Journalists are missing the underlying motive of mass murderers. Hint: murder is symptomatic of egomania.
Alcoholic Myth-of-the-Month
“Many motives drive mass murders.”
So said a spate of “experts” in response to the rash of mass murders in recent months. Personal failures and revenge were cited as factors in the Binghampton, N.Y. massacre, in which Jiverly Wong (aka Jiverly Voong), 42, gunned down 13 people in an immigrant center. These same so-called experts say anger is a common thread among such mass killers, who act on that anger by showing others who’s boss. Professor of criminology at Northeastern University in Boston, James Alan Fox, says that “men will often use violence to show them who’s boss, to assert control.” According to a colleague of his, Jack Levin, mass murderers “typically” have no criminal record or history of psychiatric treatment, which he says would describe another recent mass killer, Robert Stewart, who burst into a North Carolina nursing home and killed seven residents and a nurse. However, the former house painter had a DUI on his record and was disabled, which suggests possible use of pain killers. His ex-wife, from whom he had been divorced since 2001, said he had “some violent tendencies from time to time,” which in conjunction with the DUI virtually confirms alcoholism. Wong had been investigated on a tip that he had a crack cocaine “habit” and was planning to rob a bank. In addition, the building he lived in was a “magnet” for drug dealing and prostitution. Few if any non-addicts would live in such a building.
Yet actual use often goes unreported or is reported only months after the incident in minor one-paragraph articles. Three months after the murder-suicide, Bruce Pardo, dubbed the Santa Claus killer, was reported to have had “small” amounts of cocaine in his system when he killed nine people in December. While authorities cannot say whether the drug affected his behavior, the odds of a non-addict over the age of 25 getting his hands on cocaine are remote. And recall I had to read a dozen articles on the anthrax killer, Bruce E. Ivins, before discovering in the 28th paragraph of the 13th article that he’d been in alcohol rehab twice last year as discussed in the Aug 2008 issue of TAR.
As shown in Drunks, Drugs & Debits, the odds of alcohol or other drug addiction in a convicted felon, or in one who should be convicted, are at least 80%. Many other motives have been offered for committing murder, including even heavy-metal music. As I wrote in the May 2005 TAR “Myth of the Month” in which the idea that music could be an incitement to murder was thoroughly debunked, “While mass or serial murderers about whom biographies have been written can almost always be identified by the careful reader as alcoholics, there is often little in all-too-brief newspaper reports offering confirming evidence of alcoholism. However, the likelihood is at least 80% that the motive behind the crime is egomania rooted in this disease.” While the circumstances and environment of the addict helps determine the particular destructive path he or she takes, alcoholism is usually at the root of such wanton destruction.

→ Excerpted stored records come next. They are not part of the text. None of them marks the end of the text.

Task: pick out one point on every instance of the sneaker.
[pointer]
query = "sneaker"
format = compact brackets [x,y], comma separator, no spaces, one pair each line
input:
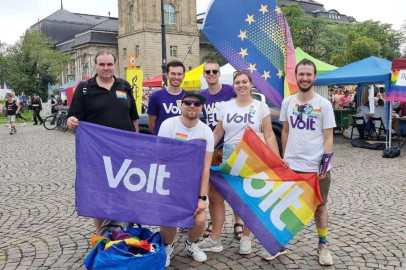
[265,255]
[245,245]
[169,251]
[324,255]
[209,245]
[194,251]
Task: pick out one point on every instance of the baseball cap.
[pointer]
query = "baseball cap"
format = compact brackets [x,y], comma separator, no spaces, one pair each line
[194,94]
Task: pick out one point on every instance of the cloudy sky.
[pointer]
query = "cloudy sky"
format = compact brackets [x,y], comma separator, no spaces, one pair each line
[18,15]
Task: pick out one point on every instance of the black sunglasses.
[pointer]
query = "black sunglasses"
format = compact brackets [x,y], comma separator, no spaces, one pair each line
[214,71]
[190,102]
[300,109]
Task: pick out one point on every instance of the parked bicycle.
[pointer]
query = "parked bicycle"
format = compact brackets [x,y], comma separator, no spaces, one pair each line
[59,120]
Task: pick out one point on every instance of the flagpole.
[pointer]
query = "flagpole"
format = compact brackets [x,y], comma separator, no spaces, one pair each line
[163,44]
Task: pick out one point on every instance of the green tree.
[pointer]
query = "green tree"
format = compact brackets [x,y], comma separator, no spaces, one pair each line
[33,63]
[3,63]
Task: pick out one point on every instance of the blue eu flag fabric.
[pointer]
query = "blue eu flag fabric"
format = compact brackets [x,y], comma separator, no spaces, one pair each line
[254,35]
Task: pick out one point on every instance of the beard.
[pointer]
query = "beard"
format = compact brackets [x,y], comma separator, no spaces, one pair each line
[305,89]
[191,115]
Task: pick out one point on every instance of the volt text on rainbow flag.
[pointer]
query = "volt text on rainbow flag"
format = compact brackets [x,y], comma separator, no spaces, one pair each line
[274,202]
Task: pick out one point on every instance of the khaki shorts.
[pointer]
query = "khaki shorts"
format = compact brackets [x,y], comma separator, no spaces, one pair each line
[11,118]
[324,185]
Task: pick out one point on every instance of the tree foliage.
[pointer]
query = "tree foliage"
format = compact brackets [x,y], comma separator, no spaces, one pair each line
[32,64]
[342,43]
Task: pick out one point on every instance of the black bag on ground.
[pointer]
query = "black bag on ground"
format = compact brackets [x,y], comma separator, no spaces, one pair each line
[391,152]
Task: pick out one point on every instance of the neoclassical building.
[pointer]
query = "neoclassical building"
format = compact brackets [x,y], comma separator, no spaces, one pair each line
[139,34]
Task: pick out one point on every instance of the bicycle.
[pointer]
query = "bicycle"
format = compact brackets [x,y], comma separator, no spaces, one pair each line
[59,120]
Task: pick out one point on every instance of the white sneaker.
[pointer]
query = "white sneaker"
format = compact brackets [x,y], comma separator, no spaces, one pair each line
[265,255]
[245,245]
[208,245]
[194,251]
[324,255]
[169,251]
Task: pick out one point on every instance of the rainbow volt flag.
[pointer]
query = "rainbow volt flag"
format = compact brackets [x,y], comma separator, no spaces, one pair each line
[254,35]
[274,202]
[397,88]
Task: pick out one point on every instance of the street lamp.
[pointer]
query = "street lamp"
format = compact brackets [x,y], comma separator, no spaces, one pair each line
[163,44]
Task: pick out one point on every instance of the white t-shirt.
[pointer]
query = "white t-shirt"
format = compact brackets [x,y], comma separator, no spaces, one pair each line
[305,145]
[236,119]
[173,128]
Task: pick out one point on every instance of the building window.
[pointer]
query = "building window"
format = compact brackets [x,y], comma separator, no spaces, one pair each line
[125,56]
[132,16]
[170,15]
[173,51]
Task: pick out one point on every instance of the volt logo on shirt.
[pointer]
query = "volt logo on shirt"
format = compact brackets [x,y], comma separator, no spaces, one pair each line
[171,108]
[121,94]
[246,118]
[308,124]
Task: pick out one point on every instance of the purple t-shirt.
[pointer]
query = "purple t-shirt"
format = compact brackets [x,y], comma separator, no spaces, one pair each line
[164,105]
[211,107]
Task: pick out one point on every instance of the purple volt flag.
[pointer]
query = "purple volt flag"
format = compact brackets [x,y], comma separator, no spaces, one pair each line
[254,35]
[131,177]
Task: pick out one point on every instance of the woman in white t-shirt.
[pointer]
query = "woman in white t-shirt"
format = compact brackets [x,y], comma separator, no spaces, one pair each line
[234,117]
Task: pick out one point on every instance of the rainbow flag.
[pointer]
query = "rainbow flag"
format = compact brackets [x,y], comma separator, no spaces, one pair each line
[274,202]
[254,35]
[397,87]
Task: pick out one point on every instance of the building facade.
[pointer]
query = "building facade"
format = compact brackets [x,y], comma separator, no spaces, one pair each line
[80,36]
[139,34]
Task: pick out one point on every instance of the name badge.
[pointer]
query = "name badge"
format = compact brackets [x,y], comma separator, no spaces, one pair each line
[121,94]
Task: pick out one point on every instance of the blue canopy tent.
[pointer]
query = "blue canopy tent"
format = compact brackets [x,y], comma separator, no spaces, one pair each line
[371,70]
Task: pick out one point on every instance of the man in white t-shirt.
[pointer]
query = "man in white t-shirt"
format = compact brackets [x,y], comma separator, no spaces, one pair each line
[308,123]
[187,126]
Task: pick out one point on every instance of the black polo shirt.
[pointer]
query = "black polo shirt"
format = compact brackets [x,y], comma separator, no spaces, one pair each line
[115,108]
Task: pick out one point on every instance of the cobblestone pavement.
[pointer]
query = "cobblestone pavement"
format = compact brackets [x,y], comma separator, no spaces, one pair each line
[39,227]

In the Nov-Dec 2008 TAR I suggested the likelihood that, due to the economic turmoil (which I believe could get far worse), we might be on the cusp of a marked increase in violence. Since we are all at increased risk, it bears repeating:
“Greater…strife, including violence, is a predictable result of an increase in unemployment-induced re-channeling of alcoholic power-seeking misbehaviors. Naturally, ‘financial problems’ will be blamed, but we will know the truth.

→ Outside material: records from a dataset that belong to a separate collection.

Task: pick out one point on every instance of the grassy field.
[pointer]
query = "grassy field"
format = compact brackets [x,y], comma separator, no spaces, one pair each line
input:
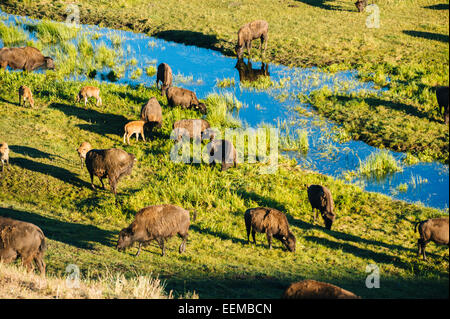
[46,186]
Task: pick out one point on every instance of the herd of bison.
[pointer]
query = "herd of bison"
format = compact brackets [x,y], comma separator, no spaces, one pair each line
[160,222]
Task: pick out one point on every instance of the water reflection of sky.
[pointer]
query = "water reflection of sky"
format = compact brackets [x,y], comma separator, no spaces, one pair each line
[198,69]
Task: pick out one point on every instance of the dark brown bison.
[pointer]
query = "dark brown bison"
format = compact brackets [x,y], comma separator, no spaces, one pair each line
[110,163]
[193,127]
[311,289]
[435,229]
[442,97]
[361,5]
[185,98]
[159,223]
[270,221]
[26,58]
[251,31]
[164,75]
[24,240]
[151,113]
[320,198]
[222,151]
[247,73]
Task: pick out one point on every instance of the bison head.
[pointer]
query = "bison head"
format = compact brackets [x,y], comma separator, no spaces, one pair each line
[125,239]
[49,64]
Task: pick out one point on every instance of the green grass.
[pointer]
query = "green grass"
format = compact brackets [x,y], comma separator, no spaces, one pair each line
[46,186]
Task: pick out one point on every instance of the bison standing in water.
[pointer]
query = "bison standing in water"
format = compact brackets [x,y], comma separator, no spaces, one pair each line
[110,163]
[24,240]
[320,198]
[25,58]
[159,223]
[251,31]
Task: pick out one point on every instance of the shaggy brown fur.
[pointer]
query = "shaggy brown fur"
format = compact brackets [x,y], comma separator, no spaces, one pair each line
[435,229]
[24,240]
[272,222]
[158,223]
[24,95]
[311,289]
[25,58]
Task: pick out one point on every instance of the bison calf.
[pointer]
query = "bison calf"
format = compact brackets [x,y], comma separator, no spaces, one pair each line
[82,151]
[320,198]
[251,31]
[4,154]
[87,92]
[270,221]
[158,223]
[134,127]
[24,95]
[24,240]
[311,289]
[164,75]
[435,229]
[110,163]
[184,98]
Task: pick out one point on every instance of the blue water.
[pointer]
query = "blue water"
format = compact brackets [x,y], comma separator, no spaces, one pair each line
[428,183]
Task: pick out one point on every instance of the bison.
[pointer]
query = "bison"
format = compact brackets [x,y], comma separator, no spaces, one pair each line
[311,289]
[164,75]
[320,198]
[4,154]
[24,240]
[272,222]
[442,97]
[435,229]
[26,58]
[251,31]
[109,163]
[185,98]
[222,151]
[159,223]
[194,127]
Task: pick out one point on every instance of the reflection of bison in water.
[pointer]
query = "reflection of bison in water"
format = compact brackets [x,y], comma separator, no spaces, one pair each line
[25,58]
[110,163]
[251,31]
[24,240]
[311,289]
[247,73]
[159,223]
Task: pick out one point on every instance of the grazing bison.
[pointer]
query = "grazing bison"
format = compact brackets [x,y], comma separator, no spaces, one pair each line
[24,95]
[251,31]
[311,289]
[24,240]
[151,113]
[185,98]
[270,221]
[110,163]
[247,73]
[222,151]
[442,97]
[164,75]
[361,5]
[87,92]
[158,223]
[4,154]
[435,229]
[320,198]
[194,127]
[26,58]
[82,151]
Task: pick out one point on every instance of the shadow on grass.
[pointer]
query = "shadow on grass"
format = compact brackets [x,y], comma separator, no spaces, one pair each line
[77,235]
[54,171]
[427,35]
[101,123]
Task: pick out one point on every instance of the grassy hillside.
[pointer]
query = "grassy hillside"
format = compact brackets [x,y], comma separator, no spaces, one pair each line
[46,186]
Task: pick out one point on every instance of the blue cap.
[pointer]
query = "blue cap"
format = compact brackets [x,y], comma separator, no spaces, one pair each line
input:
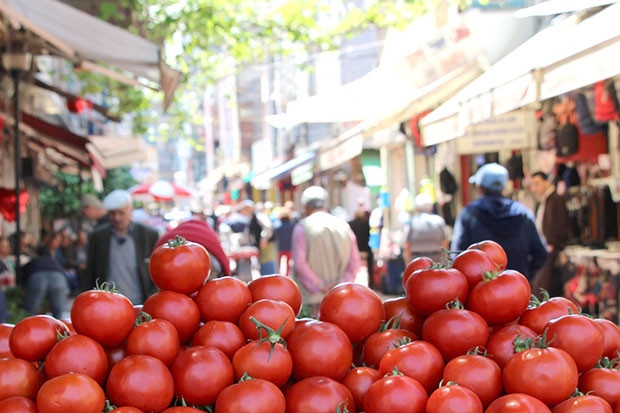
[491,176]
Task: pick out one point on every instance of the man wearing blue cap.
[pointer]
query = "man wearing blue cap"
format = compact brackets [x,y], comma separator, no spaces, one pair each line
[500,219]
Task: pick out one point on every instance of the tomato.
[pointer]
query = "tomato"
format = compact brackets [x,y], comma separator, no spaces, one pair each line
[493,250]
[395,394]
[77,354]
[33,337]
[500,299]
[318,394]
[205,365]
[430,290]
[70,392]
[179,265]
[263,360]
[583,404]
[548,374]
[106,317]
[358,380]
[319,348]
[224,335]
[517,403]
[453,398]
[579,336]
[157,338]
[455,331]
[275,315]
[177,308]
[277,287]
[474,264]
[500,345]
[251,396]
[140,381]
[224,299]
[353,307]
[419,360]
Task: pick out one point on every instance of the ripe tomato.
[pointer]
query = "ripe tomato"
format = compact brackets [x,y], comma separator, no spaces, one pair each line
[277,287]
[453,398]
[205,365]
[224,335]
[251,396]
[493,250]
[517,403]
[72,392]
[319,348]
[179,265]
[419,360]
[224,299]
[106,317]
[77,354]
[353,307]
[548,374]
[395,394]
[431,289]
[157,338]
[318,394]
[177,308]
[33,337]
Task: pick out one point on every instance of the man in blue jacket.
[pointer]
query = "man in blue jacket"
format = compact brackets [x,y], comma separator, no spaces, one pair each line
[500,219]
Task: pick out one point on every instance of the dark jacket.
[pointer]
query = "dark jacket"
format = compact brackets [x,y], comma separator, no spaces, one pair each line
[506,222]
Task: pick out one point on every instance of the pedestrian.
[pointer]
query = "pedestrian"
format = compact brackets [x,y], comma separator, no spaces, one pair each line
[324,249]
[552,222]
[119,251]
[500,219]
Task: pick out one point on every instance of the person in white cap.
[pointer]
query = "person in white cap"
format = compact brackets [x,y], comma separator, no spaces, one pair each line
[325,249]
[119,251]
[500,219]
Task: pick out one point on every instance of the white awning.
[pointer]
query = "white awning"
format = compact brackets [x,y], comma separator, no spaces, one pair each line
[561,58]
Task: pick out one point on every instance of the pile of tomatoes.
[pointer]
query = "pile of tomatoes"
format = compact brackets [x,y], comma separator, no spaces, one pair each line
[467,337]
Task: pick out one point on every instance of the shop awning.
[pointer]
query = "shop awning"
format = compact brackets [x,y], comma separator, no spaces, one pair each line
[566,56]
[90,43]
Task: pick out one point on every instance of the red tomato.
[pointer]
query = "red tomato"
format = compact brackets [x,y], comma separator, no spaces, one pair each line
[501,299]
[104,316]
[493,250]
[140,381]
[453,399]
[180,265]
[263,360]
[318,394]
[205,365]
[177,308]
[277,287]
[500,345]
[579,336]
[548,374]
[430,290]
[77,354]
[419,360]
[224,299]
[395,394]
[319,348]
[455,331]
[157,338]
[33,337]
[353,307]
[275,315]
[251,396]
[474,264]
[224,335]
[517,403]
[358,380]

“Attempts to wield power may take form in greater violence outside of the home as well. My friend and publisher of The Elliott Wave Theorist Robert Prechter, Jr. and a subscriber of his, John Whitney, discovered a link between bear markets and an increase in serial and mass murder. Charles Manson and his followers committed their heinous crimes in 1969, which encompassed a bear market in stocks. There was an especially large number of such murders during the 1970s, a decade during which stocks essentially went nowhere. Ted Bundy, John Wayne Gacy and David Berkowitz went on killing sprees over the course of several years in the middle of that decade. As Whitney wrote on the elliotwave message board, ‘Jeffrey Dahmer killed his first victim in 1978 and then lay dormant until 1987 when he began again, only being caught at the tail end of the recession in 1991 as the [1990s] bull market was beginning.’ Jim Jones convinced 900 men, women and children to commit Kool-Aid suicide in Jonestown, Guyana, near the end of the stagflation of the 1970s. Every one of these murderers was an alcoholic.”

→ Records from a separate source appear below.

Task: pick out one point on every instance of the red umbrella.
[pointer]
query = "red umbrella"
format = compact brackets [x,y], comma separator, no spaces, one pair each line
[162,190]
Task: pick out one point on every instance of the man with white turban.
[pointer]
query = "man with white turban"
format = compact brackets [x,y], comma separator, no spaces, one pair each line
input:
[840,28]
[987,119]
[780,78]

The Associated Press report of April 6, 2009, from which this myth was taken, said, “Like Wong, hundreds of thousands of Americans have been laid off in recent months. And Stewart…is not the first man whose wife has left him.” Most never hurt anyone. Levin says it is virtually impossible to know that someone is going to commit mass murder. While this is true, we can at least narrow the focus of our greatest concerns to the 10% of the population with the disease of alcoholism. Those who know how to spot them, as I show in How to Spot Hidden Alcoholics, can gain an enormous advantage over others.